Lezen heeft Germaine nooit geleerd. De rozenkrans bidden kan zij des te beter. Ze gaat zoveel als mogelijk naar de Mis, soms laat ze de zorg voor de schapen over aan een ander herderinnetje. Maar vaak is zij alleen en dan vertrouwt zij de zorg voor de schapen aan God toe. Haar vertrouwen is kinderlijk en oneindig. Zou Hij niet voor haar schapen zorgen als zij Hem bezoekt? En bij Hem vindt zij zo verschrikkelijk veel troost.

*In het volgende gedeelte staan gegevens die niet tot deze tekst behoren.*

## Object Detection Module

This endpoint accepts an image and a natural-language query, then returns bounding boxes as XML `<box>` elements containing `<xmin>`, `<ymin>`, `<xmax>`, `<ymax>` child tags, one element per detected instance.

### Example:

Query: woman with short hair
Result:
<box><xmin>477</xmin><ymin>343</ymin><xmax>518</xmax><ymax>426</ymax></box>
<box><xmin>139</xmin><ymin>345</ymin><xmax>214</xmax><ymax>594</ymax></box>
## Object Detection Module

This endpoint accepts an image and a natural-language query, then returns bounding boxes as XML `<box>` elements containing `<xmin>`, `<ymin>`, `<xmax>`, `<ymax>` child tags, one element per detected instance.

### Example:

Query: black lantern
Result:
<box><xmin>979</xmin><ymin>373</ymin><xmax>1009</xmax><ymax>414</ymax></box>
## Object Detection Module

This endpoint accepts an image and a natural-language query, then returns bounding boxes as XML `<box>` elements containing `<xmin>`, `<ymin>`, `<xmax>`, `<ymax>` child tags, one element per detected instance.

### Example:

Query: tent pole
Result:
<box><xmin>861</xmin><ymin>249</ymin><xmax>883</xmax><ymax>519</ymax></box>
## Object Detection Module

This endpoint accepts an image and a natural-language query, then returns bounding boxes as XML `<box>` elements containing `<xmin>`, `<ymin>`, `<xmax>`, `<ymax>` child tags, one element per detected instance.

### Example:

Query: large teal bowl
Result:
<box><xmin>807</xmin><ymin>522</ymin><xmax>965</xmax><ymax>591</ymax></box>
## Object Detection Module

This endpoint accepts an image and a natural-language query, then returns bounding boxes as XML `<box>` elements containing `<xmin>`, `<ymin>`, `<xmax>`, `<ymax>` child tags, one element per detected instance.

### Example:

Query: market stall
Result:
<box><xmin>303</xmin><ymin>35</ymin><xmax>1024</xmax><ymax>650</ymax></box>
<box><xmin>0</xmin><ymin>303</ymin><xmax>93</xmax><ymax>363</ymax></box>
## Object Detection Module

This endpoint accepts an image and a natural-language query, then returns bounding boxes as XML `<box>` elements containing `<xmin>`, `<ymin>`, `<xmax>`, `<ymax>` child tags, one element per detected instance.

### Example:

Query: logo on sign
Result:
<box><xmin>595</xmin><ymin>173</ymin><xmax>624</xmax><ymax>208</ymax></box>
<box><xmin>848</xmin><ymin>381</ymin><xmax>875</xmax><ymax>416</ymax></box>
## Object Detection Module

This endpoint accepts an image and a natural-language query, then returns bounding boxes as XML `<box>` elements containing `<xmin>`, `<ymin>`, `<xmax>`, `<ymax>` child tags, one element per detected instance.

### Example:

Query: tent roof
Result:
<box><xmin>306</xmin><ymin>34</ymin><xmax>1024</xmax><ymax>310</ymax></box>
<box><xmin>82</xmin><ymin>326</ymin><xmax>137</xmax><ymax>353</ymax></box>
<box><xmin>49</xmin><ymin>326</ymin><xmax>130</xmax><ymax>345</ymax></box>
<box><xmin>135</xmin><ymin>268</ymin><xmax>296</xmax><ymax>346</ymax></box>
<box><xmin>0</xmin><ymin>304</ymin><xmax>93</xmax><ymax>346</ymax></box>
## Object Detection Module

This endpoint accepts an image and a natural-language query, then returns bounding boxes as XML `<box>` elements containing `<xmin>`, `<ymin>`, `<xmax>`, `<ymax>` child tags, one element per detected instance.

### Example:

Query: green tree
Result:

Wanneer zij schapen aan het weiden is en in de verte de klokken het Angelus hoort luiden, valt zij waar zij ook is op haar knieën. Omstanders hebben haar ook eens midden in de beek zien neerknielen.

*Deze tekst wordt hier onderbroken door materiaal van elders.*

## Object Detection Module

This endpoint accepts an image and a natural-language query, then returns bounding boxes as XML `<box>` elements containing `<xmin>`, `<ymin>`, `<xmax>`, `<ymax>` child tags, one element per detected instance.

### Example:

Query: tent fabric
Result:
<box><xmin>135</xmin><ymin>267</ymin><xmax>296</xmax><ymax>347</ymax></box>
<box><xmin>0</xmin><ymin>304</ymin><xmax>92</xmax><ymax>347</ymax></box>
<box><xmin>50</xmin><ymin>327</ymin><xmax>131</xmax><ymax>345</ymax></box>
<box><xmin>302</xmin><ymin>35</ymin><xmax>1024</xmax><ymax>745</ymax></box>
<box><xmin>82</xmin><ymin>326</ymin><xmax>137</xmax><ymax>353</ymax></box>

Een andere keer zagen een paar boeren hoe Germaine de door smeltwater opgezwollen beek wilde oversteken. De situatie was gevaarlijk, maar hun boerenhanden kwamen niet uit de zakken. Wel viel hun mond open toen de beek droogviel en Germaine droog aan de overkant kwam.
Niemand geeft om het arme herderinnetje, maar Germaine geeft des te meer om andere stakkers. Meermalen heeft zij een zwerver haar brood gegeven. En niemand die wist hoe ziek ze was.
Op een zomerse ochtend van het jaar 1601 zoekt de vader zijn dochter. Hij vindt haar liggend op een bussel takken in de schaapskooi.
Zij is gestorven zoals ze had geleefd, door niemand gezien, door niemand bemind.
Ze werd 22 jaar oud.

Wanneer 43 jaar later haar lichaam wordt gevonden vinden er vele wonderen rond het heilige herderinnetje plaats.
Voor de boerenbevolking hoeft een heiligverklarings-proces niet, stel je voor dat het lichaam weg moet. En ook niet heiligverklaard doet zij haar wonderen.

Op het hoogfeest van Petrus en Paulus, 29 juni 1867, zijn 45 kardinalen, 420 bisschoppen, en 100.000 gelovigen er getuige van hoe Paus Pius IX het herderinnetje bijna 300 jaar na haar dood heilig verklaart.
Haar gedachtenis is 15 juni. (Romeins Martyrologium, blz. 373).